The recession, which put a number of oilsands expansion projects on hold, has allowed the municipality to catch up a bit on infrastructure. A massive new recreation facility is set to open later this fall, the Athabasca bridge is being expanded, more of Highway 63 is being twinned and two new parcels of land are being developed at a cost of $241 million to the province.

"The recessed economy has given us a bit of an advantage when it comes to tendering our projects," said Mayor Melissa Blake. "The unfortunate thing is, we haven't done as many of them as we would like to do to be able to capitalize on what the market is offering right now. But I would say we're in a better position this year than years past."

Indeed, with the price of oil on the rise and work on Imperial Oil's Kearl Lake mine set to resume, there is a feeling around town that the respite is almost over. Other projects from Suncor, Shell and CNRL are on hold, but could start again at any time.

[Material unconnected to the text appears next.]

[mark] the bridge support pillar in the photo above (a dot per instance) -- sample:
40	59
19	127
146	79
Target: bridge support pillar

"The calm has passed and I think we're going to be seeing this ramping up very, very shortly," said Coun. John Vyboh.

He's concerned that when things do heat up again, the municipality will be right back where it was in 2006. He and others — most notably former Premier Peter Lougheed — think what's needed is paced development.

"What we've seen is the doors thrown open for industry, and as a result we haven't been able to really catch up to the number of leases that have been handed out," Vyboh said. "We've put the cart before the horse. We have all these developments without the infrastructure to support it."

Vyboh suggests making oilsands companies help pay for local infrastructure.

"One of the things we need to be looking at down the road is saying, 'If you're going to have an expansion project, or if you're going to have a lease, maybe we need to make sure that as part of the condition, you bring in doctors with a facility,'" Vyboh said. "That way we're making some requirements that will help out the infrastructure or the social infrastructure."

"To those who say this government isn't listening to this city or this region, we are listening," Premier Ed Stelmach said in a tour of the city last week. "Because now is the right time to prepare Fort McMurray for its next phase of growth."